Our friends at the IMO just released their annual meteor shower calendar for 2021. The main intention of the annual International Meteor Organization Meteor Shower Calendar is to draw the attention of observers to regularly returning meteor showers as well as to provide information about events which may be possible according to model calculations. This includes both the possibility of extra meteor activity in terms of additional peaks and/or enhanced rates but also the observational evidence of no rate or density enhancement. Both may help to improve our knowledge about the numerous effects and interactions between meteoroid parent objects and the streams. Further, the Calendar hopefully continues to be a useful tool to plan your meteor observing activities.

2021 Highlights

  • The waning gibbous Moon will be a nuisance for the expected Quadrantid meteor shower (QUA) maximum on January 3rd 14h30m UT – λ⊙ 283 . ◦15, expected ZHR = 120 (can vary ≈ 60–200). The 14h30 UT timing for the peak will be favourable for Eastern Asia, whereas America and Europe should spot the activity increase all along the preceding night.

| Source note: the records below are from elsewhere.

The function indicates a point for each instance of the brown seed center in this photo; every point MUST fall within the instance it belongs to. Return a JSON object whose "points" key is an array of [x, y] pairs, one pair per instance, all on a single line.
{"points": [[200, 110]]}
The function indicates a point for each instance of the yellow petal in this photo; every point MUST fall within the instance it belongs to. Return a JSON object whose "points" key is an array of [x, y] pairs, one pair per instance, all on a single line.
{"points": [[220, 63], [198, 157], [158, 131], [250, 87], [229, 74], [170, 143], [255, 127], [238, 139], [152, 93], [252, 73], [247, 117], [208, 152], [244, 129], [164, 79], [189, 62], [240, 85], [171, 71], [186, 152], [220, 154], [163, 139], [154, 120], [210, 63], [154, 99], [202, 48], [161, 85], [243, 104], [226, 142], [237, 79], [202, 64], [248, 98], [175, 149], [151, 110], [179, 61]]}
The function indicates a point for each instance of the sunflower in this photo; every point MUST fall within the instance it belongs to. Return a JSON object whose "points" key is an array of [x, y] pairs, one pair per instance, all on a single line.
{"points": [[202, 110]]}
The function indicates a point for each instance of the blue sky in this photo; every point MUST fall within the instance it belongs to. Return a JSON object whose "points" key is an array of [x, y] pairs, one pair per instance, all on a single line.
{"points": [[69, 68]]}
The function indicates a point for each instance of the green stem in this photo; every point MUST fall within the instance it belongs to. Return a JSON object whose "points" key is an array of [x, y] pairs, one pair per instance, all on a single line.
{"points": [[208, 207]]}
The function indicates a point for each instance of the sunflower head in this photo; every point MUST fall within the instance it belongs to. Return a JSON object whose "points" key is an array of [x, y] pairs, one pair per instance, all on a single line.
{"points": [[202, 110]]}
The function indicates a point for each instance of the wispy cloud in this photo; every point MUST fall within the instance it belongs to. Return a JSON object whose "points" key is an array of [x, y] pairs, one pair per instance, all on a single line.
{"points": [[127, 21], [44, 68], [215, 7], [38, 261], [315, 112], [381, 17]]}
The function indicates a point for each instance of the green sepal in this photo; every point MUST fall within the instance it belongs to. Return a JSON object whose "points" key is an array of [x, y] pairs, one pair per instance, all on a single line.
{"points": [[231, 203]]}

The λ⊙ = 283 . ◦15 maximum timing is based on the best-observed return of the shower ever analysed, from IMO data collected in 1992, as confirmed by radio results in most years since 1996.
  • Small Moon crescent will create minor light interference with the eta-Aquariids shower (ETA), which is more easily observed from the Southern hemisphere. Maximum is expected on May 6th 03h UT, and is best observed during a short observing window before morning twilight.
  • Famous Perseid meteor shower (PER) will be favored by the New Moon on August 8, just before its maximum on August 12th 19-22h UT – λ⊙ 140 . ◦0, expected ZHR = 110. Earth will potentially cross a weak filament on August 12, around 15h30 UT.
  • During Perseids activity period, Earth will pass close (0.00010 au) to a 1-rev. dust trail associated to C/1852 K1 on August 12th 04h22 UT.
  • Several models also predicts multiple activity outburst at the end of September and beginning of October. This source, associated to comet 15P/Finlay, could be the source of ZHR that could reach 100.
  • Well known for a strong activity outburst predicted and observed in 2007, the Aurigid meteor shower (AUR) could produce a similar display this year, on August 31st around 21h17-35 UT. ZHR are difficult to estimate, but could reach 50 to 100 level.
  • Moon is full on December 18 and thus let a few hours before dawn to observe the best and reliable Geminid meteor shower (GEM) maximum on December 14 07h00m UT – λ⊙ 262 . ◦2, with an expected ZHR = 150. The timing for the peak will be favourable for American observers. Peaks ZHRs were slightly increasing over the past years and now reach up to 140-150 levels.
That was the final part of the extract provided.